NUM = int(sys.argv[1])

db = Database('/tmp/shard')

if sys.argv[2] == 'sh':
    class MyShard(ShardedUniqueHashIndex):
        custom_header = 'from CodernityDB.sharded_hash import ShardedUniqueHashIndex'

        def __init__(self, *args, **kwargs):
            kwargs['sh_nums'] = 10
            super(MyShard, self).__init__(*args, **kwargs)

    db.create(with_id_index=False)
    db.add_index(MyShard(db.path, 'id'))
else:
    db.create()


st = time.time()

for x in xrange(NUM):
    db.insert({'x': 1})

end = time.time()

print end - st
Number of inserts Time in sharded Time in non sharded
5 000 000 65.405 seconds 74.699 seconds
10 000 000 148.095 seconds 186.383 seconds

As you can see, sharding does matter. It gives you almost 25% performance boost. Totally free. Similar performance boost applies to get operations.

Note

What’s even more important in Sharding is that as you probably already know CodernityDB index metadata stores data position and size by using struct module.

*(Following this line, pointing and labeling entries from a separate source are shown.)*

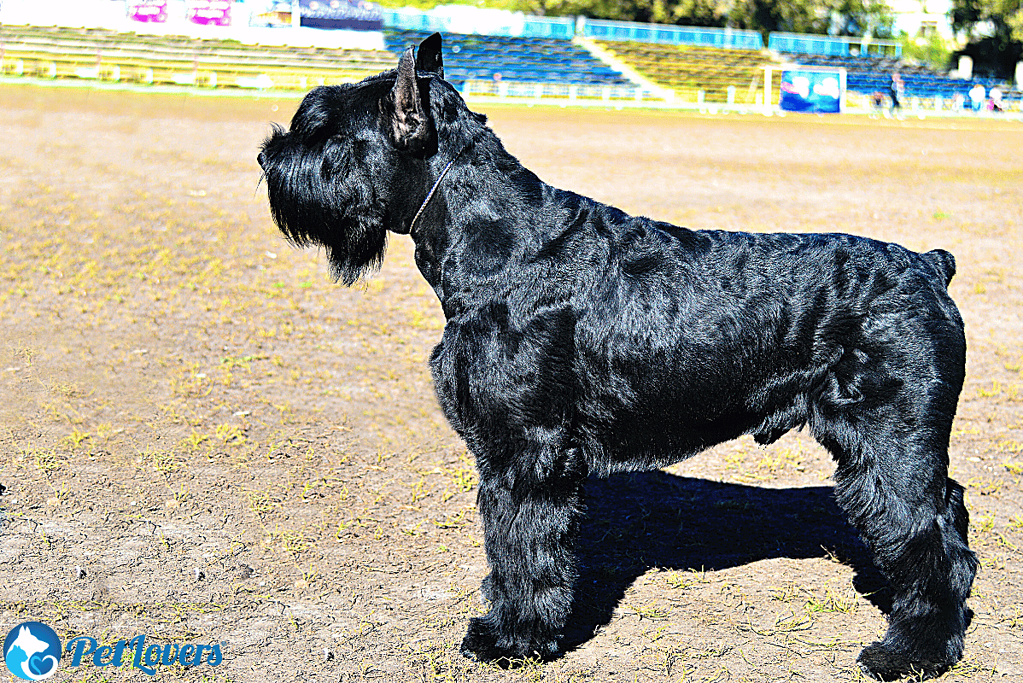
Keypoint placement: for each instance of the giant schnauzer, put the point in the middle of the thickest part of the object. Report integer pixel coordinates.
(580, 339)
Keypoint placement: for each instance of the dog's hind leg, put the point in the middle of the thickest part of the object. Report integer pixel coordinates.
(888, 428)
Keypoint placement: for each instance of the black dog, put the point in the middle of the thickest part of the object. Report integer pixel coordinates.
(581, 340)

By default those fields are I format (unsigned int). So when you need to change that format to Q without sharding, you probably can switch to sharding and still use I format. I format can accept values up to 4294967295 bytes so about 4GB. Having 100 shards will mean that you can index up to 4GB * 100 data.

Note

Currently one index can have up to 255 shards.